13) The Supreme Court, in the case of Prof. R.K. Vijayasarathy and Another v. Sudha Seetharam and Anr.[2] has culled out the ingredients to constitute the offence under Sections 415 and 420 of IPC, as under:
14) It can thus be seen that for attracting the provision of Section 420 of IPC, the FIR/complaint must show that the person cheated must have been dishonestly induced to deliver the property to any person; or to make, alter or destroy valuable security or anything signed or sealed and capable of being converted into valuable security. In other words, for attracting the provisions of Section 420 of IPC, it must be shown that the FIR/complaint discloses:
(i) the deception of any person;
(ii) fraudulently or dishonestly inducing that person to deliver any property to any person; and
(iii) dishonest intention of the accused at the time of making the inducement.
15) The facts in the present case prima facie do not disclose commission of the cognizable offence of ‘cheating’. There is no whiff of any dishonesty or intention to deceive in any of the statements of the witnesses as recorded by the Police. It is a regrettable case of a hapless young woman who went along with her parents’ decision to marry Mr. Amol but at the last minute developed cold feet to enter a charade of a marriage. Her plight in not being brave enough to confide in her parents about her relationship with Mr. Godse cannot be construed to as ‘cheating’ as an offence under the IPC nor can it foist a prosecution on her. The decision to remain silent can at best be injudicious but not dishonest. To make out an offence under cheating the intention to cheat or deceive should be right there from the beginning. In the present case, no such intention to cheat from the beginning could be made out from the complaint of Respondent-2.
16) In an identical matter, the Apex Court, in its recent decision in the matter of Raju Krishna Shedbalkar v. State of Karnataka[3] observed as follows: “We do not see how an offence even under Section 417 of IPC is made out against the present appellant. There can be multiple reasons for initiating a marriage proposal and then the proposal not reaching the desired end. It may in a given case involve cheating; it is possible theoretically yet in order to prove an offence of cheating in such cases prosecution must have reliable and trustworthy evidence in order to first prosecute such a case. There is no such evidence before the prosecution and therefore no offence under Section 417 is also made out.”

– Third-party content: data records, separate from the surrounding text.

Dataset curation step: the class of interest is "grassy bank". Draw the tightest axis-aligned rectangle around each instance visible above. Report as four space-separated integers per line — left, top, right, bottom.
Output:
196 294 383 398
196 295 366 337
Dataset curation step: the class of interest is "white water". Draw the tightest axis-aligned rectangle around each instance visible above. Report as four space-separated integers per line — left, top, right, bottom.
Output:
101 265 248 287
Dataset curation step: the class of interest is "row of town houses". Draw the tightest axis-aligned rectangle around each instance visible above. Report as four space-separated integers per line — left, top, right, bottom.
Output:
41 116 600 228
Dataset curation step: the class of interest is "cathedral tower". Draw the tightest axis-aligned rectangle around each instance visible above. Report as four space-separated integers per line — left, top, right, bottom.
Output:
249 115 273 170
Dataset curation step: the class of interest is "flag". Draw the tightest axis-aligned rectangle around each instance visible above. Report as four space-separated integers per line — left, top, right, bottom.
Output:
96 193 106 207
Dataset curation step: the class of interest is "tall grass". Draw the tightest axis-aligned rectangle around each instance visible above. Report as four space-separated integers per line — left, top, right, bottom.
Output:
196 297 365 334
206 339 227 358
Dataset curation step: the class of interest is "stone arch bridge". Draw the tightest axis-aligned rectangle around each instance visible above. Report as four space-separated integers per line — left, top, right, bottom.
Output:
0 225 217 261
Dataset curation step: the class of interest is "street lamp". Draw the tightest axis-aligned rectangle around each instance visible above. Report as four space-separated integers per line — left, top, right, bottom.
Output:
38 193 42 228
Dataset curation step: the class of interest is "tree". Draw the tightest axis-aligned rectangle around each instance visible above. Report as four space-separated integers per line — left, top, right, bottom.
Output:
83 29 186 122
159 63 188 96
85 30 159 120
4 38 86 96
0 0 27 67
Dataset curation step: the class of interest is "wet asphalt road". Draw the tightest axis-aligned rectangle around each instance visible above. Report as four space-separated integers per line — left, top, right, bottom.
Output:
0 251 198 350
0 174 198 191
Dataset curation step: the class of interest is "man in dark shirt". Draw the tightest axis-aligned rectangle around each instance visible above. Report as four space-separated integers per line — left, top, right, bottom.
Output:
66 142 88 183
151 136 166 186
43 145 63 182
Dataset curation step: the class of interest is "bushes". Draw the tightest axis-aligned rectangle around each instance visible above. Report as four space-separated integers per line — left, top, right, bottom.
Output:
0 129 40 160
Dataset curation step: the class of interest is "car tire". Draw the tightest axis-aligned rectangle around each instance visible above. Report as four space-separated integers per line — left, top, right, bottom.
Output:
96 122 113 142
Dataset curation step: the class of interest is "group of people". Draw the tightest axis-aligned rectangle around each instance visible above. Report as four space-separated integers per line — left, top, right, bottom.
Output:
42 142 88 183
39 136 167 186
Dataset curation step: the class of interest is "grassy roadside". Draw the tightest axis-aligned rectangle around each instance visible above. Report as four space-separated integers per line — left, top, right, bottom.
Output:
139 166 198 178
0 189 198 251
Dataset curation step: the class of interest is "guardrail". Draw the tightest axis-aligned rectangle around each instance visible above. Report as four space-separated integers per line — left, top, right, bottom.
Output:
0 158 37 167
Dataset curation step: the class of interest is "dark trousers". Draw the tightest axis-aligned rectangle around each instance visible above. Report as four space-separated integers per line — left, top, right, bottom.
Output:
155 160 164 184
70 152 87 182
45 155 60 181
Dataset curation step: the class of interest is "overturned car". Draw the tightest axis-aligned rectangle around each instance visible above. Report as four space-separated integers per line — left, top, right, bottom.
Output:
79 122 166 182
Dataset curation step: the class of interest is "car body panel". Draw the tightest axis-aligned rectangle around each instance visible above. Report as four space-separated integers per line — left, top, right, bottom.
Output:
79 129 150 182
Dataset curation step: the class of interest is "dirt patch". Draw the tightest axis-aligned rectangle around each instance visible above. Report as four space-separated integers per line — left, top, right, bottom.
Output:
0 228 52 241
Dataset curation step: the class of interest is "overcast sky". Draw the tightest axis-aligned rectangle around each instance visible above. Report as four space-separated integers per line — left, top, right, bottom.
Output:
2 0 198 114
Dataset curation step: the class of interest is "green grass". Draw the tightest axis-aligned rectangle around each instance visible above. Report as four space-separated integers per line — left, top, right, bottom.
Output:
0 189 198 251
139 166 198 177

17) Considering the factual matrix and the settled law, prima facie reading of the FIR does not disclose commission of a cognizable offence of ‘cheating’. According to us, perusal of first information report does not disclose commission of any cognizable offence and in particular an offence under Section 420 of the IPC. At best, offences under Sections 417, 418 and 500 of the IPC can be said to have been made out against the Applicants.
The said three Sections are non-cognizable in nature and therefore criminal proceedings initiated by the prosecution culminating in C.R.No.350 of 2022, do not survive and are accordingly quashed and set aside.
17.1) We have reserved liberty to the Respondent No.2 to initiate appropriate action as may be permissible under the law in respect of the said offences i.e., Sections 417, 418 and 500 of the IPC so advised and if he so desires. (DR.